When new procurement policies focus on sustainability, it pushes suppliers to innovate. Hewlett Packard Enterprise, for example, designed new servers based on the guidance from the Department of Defense. Depending on the task, the servers can use as much as 90% less energy during use; they’re also much smaller, using just 10% of the space of a normal server.
If all servers around the world were replaced with the same type of extreme low-energy equipment, CDP calculated that it could cut annual greenhouse gas emissions by up to 100 million tons (roughly the same amount as taking 20 million cars off the road for a year). It could also save customers as much as $12 billion on energy bills.
Another DOD supplier, Lockheed Martin, came up with a new service program for satellites that can extend their life by several years. It eliminates the impacts of making replacement satellites, and again, saves money–an estimated $2.4 billion over a decade.

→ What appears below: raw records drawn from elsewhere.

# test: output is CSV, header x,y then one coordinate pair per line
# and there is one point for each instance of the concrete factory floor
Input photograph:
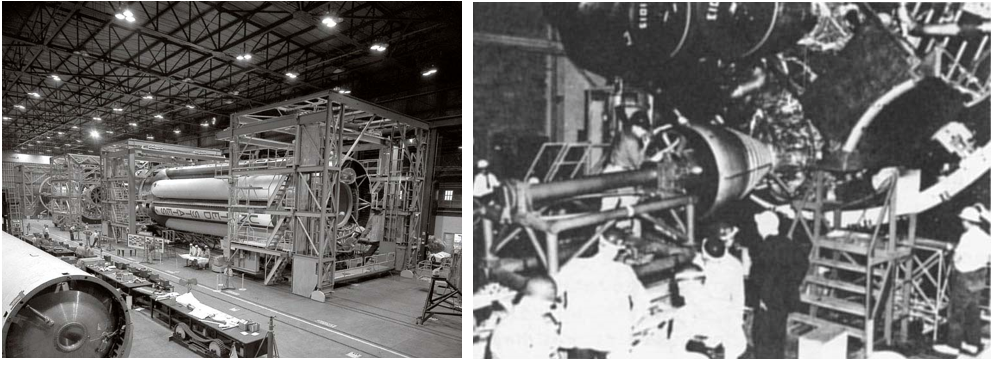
x,y
371,318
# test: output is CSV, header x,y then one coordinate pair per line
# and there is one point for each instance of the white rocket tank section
x,y
52,309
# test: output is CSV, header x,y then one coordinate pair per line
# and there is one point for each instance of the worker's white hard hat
x,y
970,214
767,217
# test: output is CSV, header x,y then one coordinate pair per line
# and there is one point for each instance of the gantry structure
x,y
322,149
126,165
74,190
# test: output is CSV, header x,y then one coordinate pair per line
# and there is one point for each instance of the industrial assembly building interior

When cutting carbon costs involves selling fewer products, manufacturers are also starting focus on different business models. “A good example would be Rolls-Royce, who have moved to longer-term relationships with their customers,” says Galvin. “It’s much more around servicing the product that they’re producing rather than selling more and more kit.”
For huge corporations like Walmart, much of the carbon footprint of the products it sells come from manufacturing or consumer use; pressure on suppliers can help drive those emissions down. To date, by asking more than 1,000 suppliers to report on carbon emissions, the company has helped eliminate 28.2 million metric tons of CO2.
A 2015 executive order from the White House, which asked agencies to cut greenhouse gas emissions 40% over the next decade compared to 2008 levels, will save taxpayers an estimated $18 billion.
At the moment, sustainable procurement policies are most common at the largest companies and agencies, but partly because of the scale of those organizations, emissions reporting is quickly spreading to smaller suppliers.
“The power of procurement can have a huge impact through the supply chain,” says Galvin. “They can start incentivizing this behavior in their tier 1 suppliers, and that will, in turn, push it out to the tier 2 suppliers.”